In this tutorial, you learn how to run graph convolutional networks (GCNs) for molecular property prediction by using Amazon SageMaker.

With atoms being nodes and bonds being edges, molecules have been an important type of data in the application of graph neural networks. In this example, you use the dataset Tox21. The Toxicology in the 21st Century (Tox21) initiative created a public database measuring the toxicity of compounds. The dataset contains qualitative toxicity measurements for 8,014 compounds on 12 different targets, including nuclear receptors and stress response pathways. Each target yields a binary classification problem. Therefore, you can model the problems as graph classification problems. The molecular benchmark MoleculeNet randomly splits the dataset into a training, validation, and test set with a 80:10:10 ratio. This tutorial follows that approach.

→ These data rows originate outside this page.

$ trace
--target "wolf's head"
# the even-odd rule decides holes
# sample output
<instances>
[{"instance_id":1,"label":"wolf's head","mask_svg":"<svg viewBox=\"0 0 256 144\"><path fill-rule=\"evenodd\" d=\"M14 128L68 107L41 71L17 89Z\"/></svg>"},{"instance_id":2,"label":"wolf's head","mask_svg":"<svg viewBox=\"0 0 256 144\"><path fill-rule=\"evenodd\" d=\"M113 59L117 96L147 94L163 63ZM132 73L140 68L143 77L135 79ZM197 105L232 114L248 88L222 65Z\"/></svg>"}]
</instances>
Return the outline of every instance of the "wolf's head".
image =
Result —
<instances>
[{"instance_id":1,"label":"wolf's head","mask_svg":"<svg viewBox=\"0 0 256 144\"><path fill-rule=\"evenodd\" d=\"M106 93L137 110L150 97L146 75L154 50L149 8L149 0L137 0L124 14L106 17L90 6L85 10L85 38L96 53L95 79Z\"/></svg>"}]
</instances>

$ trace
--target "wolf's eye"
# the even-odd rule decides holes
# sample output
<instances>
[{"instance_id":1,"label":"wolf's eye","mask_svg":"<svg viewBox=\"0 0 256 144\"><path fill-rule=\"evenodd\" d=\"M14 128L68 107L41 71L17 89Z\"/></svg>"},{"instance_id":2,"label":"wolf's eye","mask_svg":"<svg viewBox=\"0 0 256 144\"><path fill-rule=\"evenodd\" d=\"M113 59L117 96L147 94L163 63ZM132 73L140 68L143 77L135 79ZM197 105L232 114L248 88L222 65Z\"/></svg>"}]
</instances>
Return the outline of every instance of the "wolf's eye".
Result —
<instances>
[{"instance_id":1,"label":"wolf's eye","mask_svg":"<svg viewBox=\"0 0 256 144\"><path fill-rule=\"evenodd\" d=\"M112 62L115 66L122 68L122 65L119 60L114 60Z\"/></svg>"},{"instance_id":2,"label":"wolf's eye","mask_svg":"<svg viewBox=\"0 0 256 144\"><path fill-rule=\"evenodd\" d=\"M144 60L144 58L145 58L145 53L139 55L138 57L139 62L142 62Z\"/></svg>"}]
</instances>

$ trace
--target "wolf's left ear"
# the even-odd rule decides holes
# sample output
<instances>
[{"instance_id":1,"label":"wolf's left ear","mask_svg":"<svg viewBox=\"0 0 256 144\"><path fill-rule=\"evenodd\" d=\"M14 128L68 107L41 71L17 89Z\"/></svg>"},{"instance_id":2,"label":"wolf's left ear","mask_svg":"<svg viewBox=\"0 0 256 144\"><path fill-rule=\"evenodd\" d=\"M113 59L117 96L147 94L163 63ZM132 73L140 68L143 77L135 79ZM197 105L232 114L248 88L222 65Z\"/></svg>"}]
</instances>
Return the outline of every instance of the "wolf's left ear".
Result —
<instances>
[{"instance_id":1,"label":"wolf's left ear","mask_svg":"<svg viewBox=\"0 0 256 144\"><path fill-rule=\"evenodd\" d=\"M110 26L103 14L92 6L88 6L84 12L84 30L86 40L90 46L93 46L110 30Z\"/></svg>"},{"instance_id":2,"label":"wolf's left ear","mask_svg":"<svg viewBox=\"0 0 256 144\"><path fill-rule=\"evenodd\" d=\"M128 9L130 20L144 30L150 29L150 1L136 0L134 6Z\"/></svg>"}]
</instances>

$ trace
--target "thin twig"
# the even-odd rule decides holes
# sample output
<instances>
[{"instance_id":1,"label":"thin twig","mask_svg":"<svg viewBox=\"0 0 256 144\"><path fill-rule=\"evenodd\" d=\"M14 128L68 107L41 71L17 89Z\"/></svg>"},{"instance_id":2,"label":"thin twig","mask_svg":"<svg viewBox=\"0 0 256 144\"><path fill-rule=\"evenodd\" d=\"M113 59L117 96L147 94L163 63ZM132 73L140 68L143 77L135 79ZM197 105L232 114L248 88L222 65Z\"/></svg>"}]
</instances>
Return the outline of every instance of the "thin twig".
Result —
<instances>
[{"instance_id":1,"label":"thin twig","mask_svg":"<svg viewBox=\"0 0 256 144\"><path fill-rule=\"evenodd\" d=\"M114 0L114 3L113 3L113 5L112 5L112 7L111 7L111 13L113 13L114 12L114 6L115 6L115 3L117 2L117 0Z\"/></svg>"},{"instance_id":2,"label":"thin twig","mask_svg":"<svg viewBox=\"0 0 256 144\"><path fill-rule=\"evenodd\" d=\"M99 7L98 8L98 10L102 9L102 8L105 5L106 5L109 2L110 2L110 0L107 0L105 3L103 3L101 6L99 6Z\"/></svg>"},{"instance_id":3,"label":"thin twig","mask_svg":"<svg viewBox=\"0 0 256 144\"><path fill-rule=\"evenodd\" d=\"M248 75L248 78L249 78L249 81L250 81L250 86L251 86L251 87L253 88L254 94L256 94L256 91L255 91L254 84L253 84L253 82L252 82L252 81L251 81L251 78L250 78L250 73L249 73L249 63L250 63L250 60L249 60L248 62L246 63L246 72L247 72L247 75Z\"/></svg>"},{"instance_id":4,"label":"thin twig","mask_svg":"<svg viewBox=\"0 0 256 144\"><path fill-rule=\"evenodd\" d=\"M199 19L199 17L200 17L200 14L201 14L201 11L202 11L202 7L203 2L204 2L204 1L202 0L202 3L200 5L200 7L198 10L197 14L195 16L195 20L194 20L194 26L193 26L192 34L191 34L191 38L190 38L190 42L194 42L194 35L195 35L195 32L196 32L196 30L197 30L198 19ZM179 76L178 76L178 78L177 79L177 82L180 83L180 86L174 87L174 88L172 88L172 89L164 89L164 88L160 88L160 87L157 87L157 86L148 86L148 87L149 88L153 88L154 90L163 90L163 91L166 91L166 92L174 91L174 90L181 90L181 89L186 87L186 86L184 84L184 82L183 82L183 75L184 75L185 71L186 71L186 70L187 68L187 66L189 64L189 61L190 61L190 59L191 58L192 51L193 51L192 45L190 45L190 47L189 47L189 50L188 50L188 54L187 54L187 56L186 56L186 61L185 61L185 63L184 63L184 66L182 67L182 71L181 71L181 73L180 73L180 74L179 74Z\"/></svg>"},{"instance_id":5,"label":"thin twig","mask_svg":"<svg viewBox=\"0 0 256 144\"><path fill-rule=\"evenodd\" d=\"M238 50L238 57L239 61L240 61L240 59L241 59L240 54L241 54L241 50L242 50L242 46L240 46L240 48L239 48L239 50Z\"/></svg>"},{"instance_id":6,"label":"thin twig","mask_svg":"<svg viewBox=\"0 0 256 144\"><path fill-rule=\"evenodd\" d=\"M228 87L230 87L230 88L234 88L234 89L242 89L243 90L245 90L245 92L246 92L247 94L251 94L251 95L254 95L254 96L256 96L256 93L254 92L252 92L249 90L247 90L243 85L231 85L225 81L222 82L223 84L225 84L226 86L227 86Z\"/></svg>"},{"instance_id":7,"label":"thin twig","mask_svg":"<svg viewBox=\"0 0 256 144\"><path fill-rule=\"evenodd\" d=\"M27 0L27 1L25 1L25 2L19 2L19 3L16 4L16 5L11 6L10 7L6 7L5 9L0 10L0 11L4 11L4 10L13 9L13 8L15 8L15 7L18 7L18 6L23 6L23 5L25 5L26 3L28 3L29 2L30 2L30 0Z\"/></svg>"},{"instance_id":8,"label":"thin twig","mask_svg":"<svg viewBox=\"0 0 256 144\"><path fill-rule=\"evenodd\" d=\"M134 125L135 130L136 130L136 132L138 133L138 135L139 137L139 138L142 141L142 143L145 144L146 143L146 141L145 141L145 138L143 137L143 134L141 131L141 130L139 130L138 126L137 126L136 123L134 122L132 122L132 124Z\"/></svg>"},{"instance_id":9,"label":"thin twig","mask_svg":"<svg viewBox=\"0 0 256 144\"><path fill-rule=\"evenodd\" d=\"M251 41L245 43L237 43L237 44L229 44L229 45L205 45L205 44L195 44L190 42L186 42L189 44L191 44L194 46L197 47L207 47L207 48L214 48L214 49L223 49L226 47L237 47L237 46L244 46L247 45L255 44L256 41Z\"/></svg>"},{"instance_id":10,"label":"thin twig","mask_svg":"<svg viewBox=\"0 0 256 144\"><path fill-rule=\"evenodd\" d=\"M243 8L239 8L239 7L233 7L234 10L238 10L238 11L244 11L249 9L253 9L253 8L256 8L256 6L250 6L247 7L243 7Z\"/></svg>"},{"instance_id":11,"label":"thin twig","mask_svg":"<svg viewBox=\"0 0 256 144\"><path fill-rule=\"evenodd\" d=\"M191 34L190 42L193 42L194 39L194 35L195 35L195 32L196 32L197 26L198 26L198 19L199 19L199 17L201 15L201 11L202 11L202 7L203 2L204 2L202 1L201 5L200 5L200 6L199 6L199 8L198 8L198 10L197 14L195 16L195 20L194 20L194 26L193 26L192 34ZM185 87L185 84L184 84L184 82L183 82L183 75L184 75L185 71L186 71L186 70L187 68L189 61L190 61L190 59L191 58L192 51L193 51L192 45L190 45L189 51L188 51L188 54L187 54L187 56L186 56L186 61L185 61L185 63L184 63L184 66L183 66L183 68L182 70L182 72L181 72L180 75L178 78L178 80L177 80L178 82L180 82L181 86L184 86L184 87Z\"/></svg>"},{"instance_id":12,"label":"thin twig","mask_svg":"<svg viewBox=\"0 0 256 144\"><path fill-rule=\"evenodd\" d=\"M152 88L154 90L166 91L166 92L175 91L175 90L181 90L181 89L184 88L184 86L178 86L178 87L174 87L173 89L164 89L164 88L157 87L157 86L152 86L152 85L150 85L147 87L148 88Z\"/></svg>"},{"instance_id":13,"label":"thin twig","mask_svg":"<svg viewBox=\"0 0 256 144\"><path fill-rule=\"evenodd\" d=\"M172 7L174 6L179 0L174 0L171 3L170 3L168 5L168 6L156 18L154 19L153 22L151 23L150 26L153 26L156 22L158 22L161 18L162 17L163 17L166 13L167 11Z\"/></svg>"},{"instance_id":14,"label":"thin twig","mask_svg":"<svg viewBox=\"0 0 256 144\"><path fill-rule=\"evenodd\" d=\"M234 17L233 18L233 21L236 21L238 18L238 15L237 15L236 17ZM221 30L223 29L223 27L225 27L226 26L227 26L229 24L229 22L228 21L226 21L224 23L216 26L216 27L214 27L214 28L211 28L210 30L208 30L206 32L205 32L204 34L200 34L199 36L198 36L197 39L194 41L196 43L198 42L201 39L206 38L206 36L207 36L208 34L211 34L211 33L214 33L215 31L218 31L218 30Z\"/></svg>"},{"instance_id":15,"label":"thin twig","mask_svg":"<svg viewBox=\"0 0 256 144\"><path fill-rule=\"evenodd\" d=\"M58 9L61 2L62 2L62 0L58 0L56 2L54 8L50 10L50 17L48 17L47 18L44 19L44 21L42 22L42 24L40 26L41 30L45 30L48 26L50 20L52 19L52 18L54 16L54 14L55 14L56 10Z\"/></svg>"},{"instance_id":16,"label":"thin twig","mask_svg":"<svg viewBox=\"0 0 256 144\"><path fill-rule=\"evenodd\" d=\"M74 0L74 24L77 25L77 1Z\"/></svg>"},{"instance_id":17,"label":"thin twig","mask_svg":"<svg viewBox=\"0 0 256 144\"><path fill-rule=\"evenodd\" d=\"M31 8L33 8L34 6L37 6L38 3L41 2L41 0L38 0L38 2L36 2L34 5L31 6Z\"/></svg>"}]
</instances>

Use atom descriptors as initial node features. After updating node features as in usual GCN, combine the sum and maximum of the updated node (atom) representations for graph (molecule) representations. Finally, use a feedforward neural network (FNN) to make the predictions from the representations.

For more information about DGL and GCN, see https://docs.dgl.ai

To install a Conda environment for DGL with a GPU-enabled PyTorch backend, use the following steps.

# Clone Python3 environment

conda create --name DGL_py36_pytorch1.2_chem --clone python3

# Install PyTorch and DGL
conda install --name DGL_py36_pytorch1.2_chem pytorch=1.2 torchvision -c pytorch
conda install --name DGL_py36_pytorch1.2_chem -c dglteam dgl-cuda10.0=0.4.0
conda install --name DGL_py36_pytorch1.2_chem --update-deps --force libpng
conda install --name DGL_py36_pytorch1.2_chem --update-deps --force -c conda-forge rdkit=2018.09.3

You can select DGL_py36_pytorch1.2_chem Conda environment now.